Côte d’Azur : Les yachts ne pourront plus jeter l’ancre aussi près de la côte
NATURE•Pour protéger les herbiers de posidonies, poumons de la Méditerranée, mais aussi limiter le trafic des gros yachts près du littoral des Alpes-Maritimes, de vastes zones deviennent interdites au mouillage des bateaux de plus de 20 ou 24 mètres selon les secteursMichel Bernouin
L'essentiel
- La préfecture maritime interdit le mouillage des gros yachts sur de vastes zones côtières des Alpes-Maritimes pour protéger notamment les herbiers de posidonies.
- Les professionnels du yachting envisagent d’attaquer cette décision devant la justice administrative.
Les super yachts le long du littoral des Alpes-Maritimes, à quelques brasses des plages, c’est terminé. Lundi, le préfet maritime de la Méditerranée a fait le déplacement à Saint-Jean-Cap-Ferrat pour signer un nouvel arrêté interdisant le mouillage des bateaux dépassant les 20 ou 24 mètres dans de vastes zones de bord de mer avec un objectif majeur mis en avant : la préservation des herbiers de posidonies.

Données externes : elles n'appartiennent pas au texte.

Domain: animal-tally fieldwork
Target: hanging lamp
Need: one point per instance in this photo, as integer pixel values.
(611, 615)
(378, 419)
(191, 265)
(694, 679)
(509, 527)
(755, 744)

Ces plantes sous-marines sont le poumon de la Méditerranée. Elles produisent de l’oxygène indispensable à la vie aquatique, mais aussi protègent dans leurs feuilles les poissons juvéniles, cassent la houle et stabilisent les fonds avec leurs racines.
Cette espèce emblématique des fonds marins méditerranéens, protégée depuis 1976, est particulièrement fragile. Ses rhizomes ne poussent que de quelques centimètres par an alors qu’une seule ancre peut en arracher des dizaines de mètres en quelques secondes.
Les fonds colonisés par ces posidonies ont donc été cartographiés précisément. C’est sur cette base que la préfecture maritime a élaborée des zones d’interdiction au mouillage pour les yachts de plus de 24 mètres. Un seuil qui est abaissé à 20 mètres dans la partie du littoral des Alpes-Maritimes à l’est du fleuve Var.
Le second objectif avancé par le préfet Laurent Isnard pour justifier ces nouvelles zones où les grandes unités ne pourront plus jeter l’ancre : « décongestionner trafic maritime et zones de mouillages dans des zones de forte présence (risques de conflits d’usage et accidents) ». Pour le vice-amiral Laurent Isnard, ce texte est le fruit d’un « consensus large avec les associations de protection de l’environnement, les pêcheurs, et représentants du yachting et de la plaisance, même s’il ne fait pas plaisir à tout le monde »
Pourquoi pas les petits plaisanciers ?
« Nous sommes pour, à 100 % pour protéger les posidonies, mais cet arrêté pose beaucoup de problèmes » tempère Thierry Voisin. Pour le président du Comité européen des professionnels du yachting (ECPY), association basée à Nice qui regroupe de nombreux professionnels du secteur, cet arrêté ne vise tout simplement pas les bons usagers de la mer. « Les capitaines des yachts de plus de 20 mètres sont des professionnels, officiers de marine marchande la plupart du temps. Ils savent localiser et respectent les herbiers de posidonies, ce qui n’est pas toujours le cas des petits plaisanciers. »
Les dizaines de milliers de bateaux de moins de 24 mètres qui évoluent en Méditerranée feraient bien plus de dégâts aux fonds marins que les 1.500 yachts de plus de 24 mètres qui y croisent en été, selon Thierry Voisin. Et ce n’est pas tout : « l’arrêté du préfet maritime se base sur la position du flotteur alors que le yacht peut avoir son ancre posée dans le sable tout en étant positionné au-dessus des posidonies. On est alors à la merci d’une sanction arbitraire ! » Estimant que cet arrêté est « pris dans la précipitation », le président de l’ECPY « envisage dès maintenant d’engager un recours administratif ».